Prescrição intercorrente: o que mudou com a Lei n. 14.195/2021

A Lei n. 14.195/2021, sancionada em 26/08/2021, tratou, dentre outros temas, da prescrição intercorrente, matéria que há muito tem sido alvo de intensas e recorrentes discussões na jurisprudência, mas que não encontrava contornos precisos na legislação.

O instituto em questão decorre de construção jurisprudencial e, nas palavras do Ministro Luís Felipe Salomão, “ocorre no curso do processo e em razão da conduta do autor que, ao não prosseguir com o andamento regular ao feito, se queda inerte, deixando de atuar para que a demanda caminhe em direção ao fim colimado.”[1]

Ela se justifica para que as execuções não se estendam ad eternum. É, inclusive, considerada matéria de ordem pública, cognoscível de ofício[2], em qualquer grau de jurisdição[3].

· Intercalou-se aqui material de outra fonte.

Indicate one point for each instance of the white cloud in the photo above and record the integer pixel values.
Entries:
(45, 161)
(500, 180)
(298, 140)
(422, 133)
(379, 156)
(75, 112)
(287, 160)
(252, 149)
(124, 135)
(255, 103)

Agora, a prescrição intercorrente passa a ser expressamente definida no Código Civil. Com a introdução do art. 206-A no Código Civil pela Medida Provisória n. 1.040/2021, já havia sido inserida a regra segundo o qual “a prescrição intercorrente observará o mesmo prazo de prescrição da pretensão”. Com a Lei 14.195/2021 (fruto de projeto de conversão em lei da referida Medida Provisória), houve a adição de que serão “observadas as causas de impedimento, de suspensão e de interrupção da prescrição previstas neste Código e observado o disposto no art. 921 da Lei nº 13.105, de 16 de março de 2015 (Código de Processo Civil)”. Essa, assim, é a redação decorrente da Lei n. 14.195/2021.

As discussões acerca da prescrição intercorrente se dão, principalmente, diante da ausência de bens penhoráveis do devedor, o que geralmente implica na paralização da execução.

Como o Código de Processo Civil de 1973 era silente quanto à prescrição intercorrente, e mencionava apenas que a Execução seria suspensa quando o devedor não possuísse bens penhoráveis (art. 791, III), prevalecia, à época, o entendimento de que o prazo prescricional só teria curso em caso de inércia injustificada do credor após sua intimação pessoal.[4]

Assim, estando a execução suspensa por expressa decisão judicial, enquanto não intimado pessoalmente o exequente, permanecia igualmente suspensa a prescrição.

Já a Lei n. 6.830/1980, que trata das Execuções Fiscais, previa a suspensão da Execução por decisão judicial, quando não localizado o devedor ou bens penhoráveis. Ultrapassado um ano, os autos deveriam ser remetidos ao arquivo e, decorrido o prazo prescricional a partir do arquivamento, consumava-se a prescrição intercorrente, causa de extinção da Execução[5].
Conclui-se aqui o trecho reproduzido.